La Grèce recèle de mille joyaux pouvant faire un collier de merveilles au milieu desquelles Corfou est une très jolie perle. Corfou est la capitale d’une île du même nom qui déroule son relief escarpé le long de la mer ionienne.
Les paysages qui l’entourent rivalisent de beauté, marqués au Nord par le mont Pantokrator et ses 906 m, laissant glisser ensuite le regard vers la mer au fur et à mesure qu’il descend vers le Sud.
La ville de Corfou plonge elle-même vers la mer, à l’Est de l’île, face à la Grèce, adossée à des pans de collines que ses vieilles maisons maculent d’un blanc régulièrement rompu par le vert vénitien des persiennes.
Son histoire est riche d’un passé tumultueux, dictée par la force des convoitises qu’a suscitée la position stratégique d’une terre au carrefour des routes entre Orient et Occident.
Le nom grec de Corfou est Korkyra. C’est le nom d’une nymphe fille du fleuve Asopos et de la rivière-nymphe Métopé. Poséidon, tombé amoureux d’elle, l’aurait alors amenée sur l’île pour y trouver refuge à leur amour.
Alors habitée par les Phéaciens, l’île aurait aussi recueilli Ulysse après qu’il se soit échoué sur un rocher de la pointe de Kanoni, au sud de la ville de Corfou. Ulysse effectuait son voyage de retour vers Ithaque et Nausicaa, la fille du roi des Phéaciens, l’aurait accueilli.
L’île est la terre des Phéaciens mais ces derniers subissent l’invasion des Corinthiens en 734 avant J.C. Sous la protection d’Athènes puis de Rome, elle passe aux mains de l’Empire Byzantin avant d’être contrôlée par le Doge de Venise à partir de 1386. Il s’en suit alors une longue période d’influence vénitienne, jusqu’au 18ème siècle, qui marque le caractère architectural de l’île et de la capitale et façonne le paysage. On assiste au développement massif de la culture de l’olivier encore très présente aujourd’hui.
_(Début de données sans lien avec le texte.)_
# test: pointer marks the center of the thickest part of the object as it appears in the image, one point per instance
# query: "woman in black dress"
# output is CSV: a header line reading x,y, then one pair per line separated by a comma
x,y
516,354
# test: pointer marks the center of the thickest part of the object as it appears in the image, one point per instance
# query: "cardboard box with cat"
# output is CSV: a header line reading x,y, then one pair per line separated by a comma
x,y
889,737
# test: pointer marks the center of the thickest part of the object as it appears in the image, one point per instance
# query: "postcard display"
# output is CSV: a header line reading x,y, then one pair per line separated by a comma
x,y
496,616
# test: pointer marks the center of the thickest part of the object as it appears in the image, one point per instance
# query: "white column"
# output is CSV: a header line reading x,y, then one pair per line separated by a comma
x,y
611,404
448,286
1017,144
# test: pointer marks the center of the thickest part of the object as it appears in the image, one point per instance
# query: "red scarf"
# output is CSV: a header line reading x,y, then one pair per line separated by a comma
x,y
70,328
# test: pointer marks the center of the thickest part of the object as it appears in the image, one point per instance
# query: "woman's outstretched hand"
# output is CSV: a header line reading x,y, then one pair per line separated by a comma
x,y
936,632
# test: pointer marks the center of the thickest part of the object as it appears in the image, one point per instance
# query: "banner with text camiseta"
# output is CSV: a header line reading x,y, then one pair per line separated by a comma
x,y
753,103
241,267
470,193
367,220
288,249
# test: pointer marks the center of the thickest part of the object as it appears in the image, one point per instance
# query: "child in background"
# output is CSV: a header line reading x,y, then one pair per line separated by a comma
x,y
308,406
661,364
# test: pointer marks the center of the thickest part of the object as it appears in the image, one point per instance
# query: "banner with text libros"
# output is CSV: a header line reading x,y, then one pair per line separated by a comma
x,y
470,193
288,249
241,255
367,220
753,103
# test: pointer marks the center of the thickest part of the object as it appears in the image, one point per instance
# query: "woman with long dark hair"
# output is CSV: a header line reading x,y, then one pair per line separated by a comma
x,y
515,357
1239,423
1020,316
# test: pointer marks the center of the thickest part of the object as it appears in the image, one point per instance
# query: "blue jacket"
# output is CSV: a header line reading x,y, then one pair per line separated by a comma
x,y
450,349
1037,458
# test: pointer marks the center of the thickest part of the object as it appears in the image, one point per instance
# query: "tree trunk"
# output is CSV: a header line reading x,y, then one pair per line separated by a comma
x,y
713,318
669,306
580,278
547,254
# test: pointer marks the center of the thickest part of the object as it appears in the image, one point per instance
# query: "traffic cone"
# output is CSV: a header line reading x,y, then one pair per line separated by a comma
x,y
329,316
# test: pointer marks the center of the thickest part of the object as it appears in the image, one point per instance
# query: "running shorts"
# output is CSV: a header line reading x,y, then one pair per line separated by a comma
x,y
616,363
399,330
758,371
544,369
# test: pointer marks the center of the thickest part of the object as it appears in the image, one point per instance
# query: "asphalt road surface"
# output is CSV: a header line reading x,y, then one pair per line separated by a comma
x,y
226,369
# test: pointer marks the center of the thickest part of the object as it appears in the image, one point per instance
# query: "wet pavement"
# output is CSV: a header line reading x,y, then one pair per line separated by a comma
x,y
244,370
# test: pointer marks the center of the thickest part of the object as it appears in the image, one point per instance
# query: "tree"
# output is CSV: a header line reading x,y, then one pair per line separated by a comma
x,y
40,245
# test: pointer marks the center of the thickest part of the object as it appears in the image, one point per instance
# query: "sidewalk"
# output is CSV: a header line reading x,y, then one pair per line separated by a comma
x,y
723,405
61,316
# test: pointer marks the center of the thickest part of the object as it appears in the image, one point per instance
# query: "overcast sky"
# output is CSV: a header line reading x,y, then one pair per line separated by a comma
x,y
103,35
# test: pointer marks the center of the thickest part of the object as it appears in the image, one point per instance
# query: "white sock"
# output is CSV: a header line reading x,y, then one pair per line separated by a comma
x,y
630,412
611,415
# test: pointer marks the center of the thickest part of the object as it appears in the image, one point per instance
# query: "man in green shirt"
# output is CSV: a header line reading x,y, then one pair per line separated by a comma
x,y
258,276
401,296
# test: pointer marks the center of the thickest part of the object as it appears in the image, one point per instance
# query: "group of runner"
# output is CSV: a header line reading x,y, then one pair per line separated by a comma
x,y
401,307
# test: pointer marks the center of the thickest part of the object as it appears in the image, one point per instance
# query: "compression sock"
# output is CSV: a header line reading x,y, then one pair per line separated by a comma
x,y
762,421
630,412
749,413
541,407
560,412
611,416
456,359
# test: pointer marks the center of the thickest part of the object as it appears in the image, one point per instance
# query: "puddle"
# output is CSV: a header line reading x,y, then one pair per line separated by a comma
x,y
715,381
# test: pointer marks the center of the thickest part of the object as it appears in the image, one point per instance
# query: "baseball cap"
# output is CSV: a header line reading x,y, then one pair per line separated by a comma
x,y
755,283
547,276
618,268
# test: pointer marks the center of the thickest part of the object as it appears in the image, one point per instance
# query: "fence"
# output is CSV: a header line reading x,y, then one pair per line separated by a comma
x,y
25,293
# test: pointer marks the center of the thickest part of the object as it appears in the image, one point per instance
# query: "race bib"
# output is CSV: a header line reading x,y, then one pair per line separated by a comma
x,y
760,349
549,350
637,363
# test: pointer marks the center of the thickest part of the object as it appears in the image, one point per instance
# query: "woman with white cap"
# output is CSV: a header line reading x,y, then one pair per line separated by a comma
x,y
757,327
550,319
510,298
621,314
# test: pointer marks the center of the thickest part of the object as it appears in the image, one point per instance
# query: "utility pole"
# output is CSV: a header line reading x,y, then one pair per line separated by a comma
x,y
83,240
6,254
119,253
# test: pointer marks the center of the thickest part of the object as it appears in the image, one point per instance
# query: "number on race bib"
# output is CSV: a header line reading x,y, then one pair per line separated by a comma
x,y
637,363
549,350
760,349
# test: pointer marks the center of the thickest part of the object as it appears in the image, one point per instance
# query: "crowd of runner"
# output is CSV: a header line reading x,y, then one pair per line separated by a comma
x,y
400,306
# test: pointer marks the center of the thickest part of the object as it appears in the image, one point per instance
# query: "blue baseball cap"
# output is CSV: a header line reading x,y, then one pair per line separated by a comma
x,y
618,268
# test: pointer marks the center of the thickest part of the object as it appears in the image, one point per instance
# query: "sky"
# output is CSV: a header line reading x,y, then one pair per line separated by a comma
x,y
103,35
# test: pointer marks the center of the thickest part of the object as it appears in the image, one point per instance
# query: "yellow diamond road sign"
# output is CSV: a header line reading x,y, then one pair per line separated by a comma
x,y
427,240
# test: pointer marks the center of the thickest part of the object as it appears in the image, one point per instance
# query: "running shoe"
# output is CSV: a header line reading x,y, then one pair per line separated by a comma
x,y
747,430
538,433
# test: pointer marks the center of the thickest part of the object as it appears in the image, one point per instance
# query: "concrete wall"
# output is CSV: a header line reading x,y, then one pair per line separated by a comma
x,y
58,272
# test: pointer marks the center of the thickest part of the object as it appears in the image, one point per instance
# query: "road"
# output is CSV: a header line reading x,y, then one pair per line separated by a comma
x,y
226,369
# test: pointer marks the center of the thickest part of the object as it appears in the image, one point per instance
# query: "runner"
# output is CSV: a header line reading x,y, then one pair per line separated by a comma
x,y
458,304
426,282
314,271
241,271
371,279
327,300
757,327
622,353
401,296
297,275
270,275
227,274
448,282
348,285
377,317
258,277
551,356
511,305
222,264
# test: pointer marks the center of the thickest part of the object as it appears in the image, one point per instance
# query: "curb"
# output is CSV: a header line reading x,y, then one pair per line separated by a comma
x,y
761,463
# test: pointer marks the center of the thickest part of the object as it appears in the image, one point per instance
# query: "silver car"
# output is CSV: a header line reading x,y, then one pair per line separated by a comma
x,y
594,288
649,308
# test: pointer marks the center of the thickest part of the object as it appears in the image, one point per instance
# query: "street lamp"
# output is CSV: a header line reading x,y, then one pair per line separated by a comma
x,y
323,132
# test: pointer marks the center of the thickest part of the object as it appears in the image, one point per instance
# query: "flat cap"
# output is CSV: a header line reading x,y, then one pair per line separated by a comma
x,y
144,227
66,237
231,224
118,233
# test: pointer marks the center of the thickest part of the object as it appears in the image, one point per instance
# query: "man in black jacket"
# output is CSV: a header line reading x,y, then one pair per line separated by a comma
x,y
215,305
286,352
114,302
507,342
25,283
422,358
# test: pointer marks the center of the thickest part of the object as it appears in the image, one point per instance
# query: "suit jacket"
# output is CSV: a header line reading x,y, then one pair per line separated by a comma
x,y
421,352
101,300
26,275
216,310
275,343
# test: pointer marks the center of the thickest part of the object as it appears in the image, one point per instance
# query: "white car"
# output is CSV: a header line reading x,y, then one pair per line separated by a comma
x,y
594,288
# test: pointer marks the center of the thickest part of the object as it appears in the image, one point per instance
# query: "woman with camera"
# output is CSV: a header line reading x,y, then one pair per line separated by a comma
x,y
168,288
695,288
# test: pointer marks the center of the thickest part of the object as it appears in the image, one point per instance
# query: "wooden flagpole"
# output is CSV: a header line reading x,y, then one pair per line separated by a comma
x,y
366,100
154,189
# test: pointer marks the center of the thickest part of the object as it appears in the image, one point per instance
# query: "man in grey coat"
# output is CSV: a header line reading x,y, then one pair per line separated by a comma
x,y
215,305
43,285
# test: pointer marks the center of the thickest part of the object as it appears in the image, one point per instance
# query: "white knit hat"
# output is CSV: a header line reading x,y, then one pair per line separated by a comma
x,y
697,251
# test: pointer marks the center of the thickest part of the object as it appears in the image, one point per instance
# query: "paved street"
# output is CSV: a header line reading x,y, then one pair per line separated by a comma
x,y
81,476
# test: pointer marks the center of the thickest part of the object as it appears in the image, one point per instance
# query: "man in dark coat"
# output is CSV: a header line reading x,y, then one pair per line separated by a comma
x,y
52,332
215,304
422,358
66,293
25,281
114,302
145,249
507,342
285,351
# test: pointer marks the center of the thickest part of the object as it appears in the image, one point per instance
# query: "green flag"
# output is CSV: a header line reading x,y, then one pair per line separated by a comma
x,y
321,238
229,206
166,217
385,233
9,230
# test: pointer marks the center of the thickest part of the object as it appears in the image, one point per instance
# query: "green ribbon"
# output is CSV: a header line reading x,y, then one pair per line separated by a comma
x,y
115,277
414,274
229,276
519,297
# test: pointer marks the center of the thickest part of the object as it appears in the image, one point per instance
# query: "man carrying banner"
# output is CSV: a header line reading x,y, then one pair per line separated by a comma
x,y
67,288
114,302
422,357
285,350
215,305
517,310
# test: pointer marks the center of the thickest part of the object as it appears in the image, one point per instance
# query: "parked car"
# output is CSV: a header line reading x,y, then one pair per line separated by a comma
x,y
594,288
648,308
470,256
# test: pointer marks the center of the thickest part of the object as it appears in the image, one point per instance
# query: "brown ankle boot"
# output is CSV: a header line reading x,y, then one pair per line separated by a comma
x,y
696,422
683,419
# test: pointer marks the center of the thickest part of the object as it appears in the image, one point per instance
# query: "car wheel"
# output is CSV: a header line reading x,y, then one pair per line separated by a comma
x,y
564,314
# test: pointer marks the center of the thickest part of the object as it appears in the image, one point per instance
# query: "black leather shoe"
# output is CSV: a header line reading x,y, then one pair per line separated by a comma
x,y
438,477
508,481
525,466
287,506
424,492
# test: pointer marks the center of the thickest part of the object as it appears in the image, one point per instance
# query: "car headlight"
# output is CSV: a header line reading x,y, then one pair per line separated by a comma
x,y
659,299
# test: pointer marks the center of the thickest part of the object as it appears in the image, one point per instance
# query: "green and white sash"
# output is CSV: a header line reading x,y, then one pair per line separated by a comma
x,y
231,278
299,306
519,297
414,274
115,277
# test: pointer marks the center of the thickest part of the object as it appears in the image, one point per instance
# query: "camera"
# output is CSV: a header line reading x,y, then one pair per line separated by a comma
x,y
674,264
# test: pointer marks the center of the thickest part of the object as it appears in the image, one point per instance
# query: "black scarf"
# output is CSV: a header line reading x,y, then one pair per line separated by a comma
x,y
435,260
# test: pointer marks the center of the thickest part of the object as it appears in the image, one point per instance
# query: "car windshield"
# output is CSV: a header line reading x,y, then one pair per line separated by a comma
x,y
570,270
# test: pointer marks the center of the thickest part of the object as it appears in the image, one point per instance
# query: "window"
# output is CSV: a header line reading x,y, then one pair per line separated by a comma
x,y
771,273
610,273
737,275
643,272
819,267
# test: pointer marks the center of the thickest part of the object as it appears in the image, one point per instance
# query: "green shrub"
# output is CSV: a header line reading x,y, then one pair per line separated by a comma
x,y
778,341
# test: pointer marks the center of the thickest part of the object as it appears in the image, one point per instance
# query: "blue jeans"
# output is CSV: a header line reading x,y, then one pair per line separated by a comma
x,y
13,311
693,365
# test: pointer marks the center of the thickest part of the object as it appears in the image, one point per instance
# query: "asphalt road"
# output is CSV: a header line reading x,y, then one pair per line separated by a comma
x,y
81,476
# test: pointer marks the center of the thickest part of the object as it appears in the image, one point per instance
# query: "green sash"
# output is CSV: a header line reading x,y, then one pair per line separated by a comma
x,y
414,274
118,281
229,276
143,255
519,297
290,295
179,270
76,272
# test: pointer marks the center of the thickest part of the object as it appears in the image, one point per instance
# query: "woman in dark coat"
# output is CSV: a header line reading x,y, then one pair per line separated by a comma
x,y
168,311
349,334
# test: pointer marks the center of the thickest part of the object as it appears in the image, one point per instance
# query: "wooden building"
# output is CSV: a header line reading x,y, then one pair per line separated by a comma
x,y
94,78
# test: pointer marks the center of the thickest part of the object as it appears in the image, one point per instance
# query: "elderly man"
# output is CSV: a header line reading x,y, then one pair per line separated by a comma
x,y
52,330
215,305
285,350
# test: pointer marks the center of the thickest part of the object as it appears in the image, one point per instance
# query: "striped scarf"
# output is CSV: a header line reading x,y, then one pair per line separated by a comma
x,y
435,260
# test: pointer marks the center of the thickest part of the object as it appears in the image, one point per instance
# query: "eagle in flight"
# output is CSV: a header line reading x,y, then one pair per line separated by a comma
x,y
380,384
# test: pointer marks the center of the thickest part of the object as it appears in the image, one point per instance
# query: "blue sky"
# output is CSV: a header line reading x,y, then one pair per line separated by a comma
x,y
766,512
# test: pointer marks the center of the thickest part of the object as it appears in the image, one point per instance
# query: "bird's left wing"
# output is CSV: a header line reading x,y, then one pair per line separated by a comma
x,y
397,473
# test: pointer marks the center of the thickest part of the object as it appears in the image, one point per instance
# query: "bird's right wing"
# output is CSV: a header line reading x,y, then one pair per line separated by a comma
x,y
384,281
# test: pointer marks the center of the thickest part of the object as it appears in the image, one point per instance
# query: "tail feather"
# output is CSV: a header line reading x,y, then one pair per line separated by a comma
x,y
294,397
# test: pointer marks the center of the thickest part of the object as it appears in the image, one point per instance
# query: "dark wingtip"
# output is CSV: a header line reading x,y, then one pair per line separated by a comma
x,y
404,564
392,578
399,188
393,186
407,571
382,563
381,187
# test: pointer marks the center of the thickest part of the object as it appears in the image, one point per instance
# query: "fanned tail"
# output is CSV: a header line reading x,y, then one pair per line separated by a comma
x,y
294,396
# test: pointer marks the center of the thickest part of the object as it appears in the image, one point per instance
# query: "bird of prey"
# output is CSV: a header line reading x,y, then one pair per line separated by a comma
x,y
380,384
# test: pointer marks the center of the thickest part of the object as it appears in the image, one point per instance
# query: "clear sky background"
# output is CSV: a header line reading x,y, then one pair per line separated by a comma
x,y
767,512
Corfou connaîtra la domination française puis britannique avant d’être remise à la Grèce en 1864.
Ce passé chaotique donne à Corfou un patrimoine culturel unique, fait du mélange des civilisations, où l’identité d’un caractère a pris naissance.
Visiter Corfou s’est ressentir la marque des influences du passé et en premier lieu l’Italie, présente par les persiennes vertes et les églises aux clochers séparés.
Bien sûr la citadelle et les fortifications, le vieux et le nouveau fort, témoignent du passé militaire.
L’église Saint Spyridon, saint Patron de la ville, le musée archéologique, le Palais Achilleion où l’impératrice Elysabeth, Sissi, vint en convalescence, l’île de la Souris, juste en face, et ses monastères, autant de visites qui méritent l’intérêt du visiteur, à associer selon la période aux manifestations culturelles qui font aussi l’âme de Corfou.
Prenez garde à Pâques de ne pas recevoir des cruches sur la tête. Tradition curieuse du Vendredi Saint qui voit les corfiotes jeter des balcons et des fenêtres, à la volée des cloches, des cruches emplies d’eau bénite.
Le Carnaval, le dimanche précédent le Carême vous invite à la fête et le Festival de Corfou, en septembre, est l’occasion de rencontres musicales, de théâtre et de ballets.
Corfou la belle, la captivante, une ville de Grèce et d’ailleurs, vivant aujourd’hui du tourisme, principale ressource, mais aussi de la culture de l’olivier toujours aussi intense. Elle recouvre la majeure partie des terres cultivables de l’île. La pêche est encore un peu présente mais le port fait surtout le lien avec le continent, accueillant les passagers en provenance d’Igoumenitsa, Patras et Brindisi en Italie.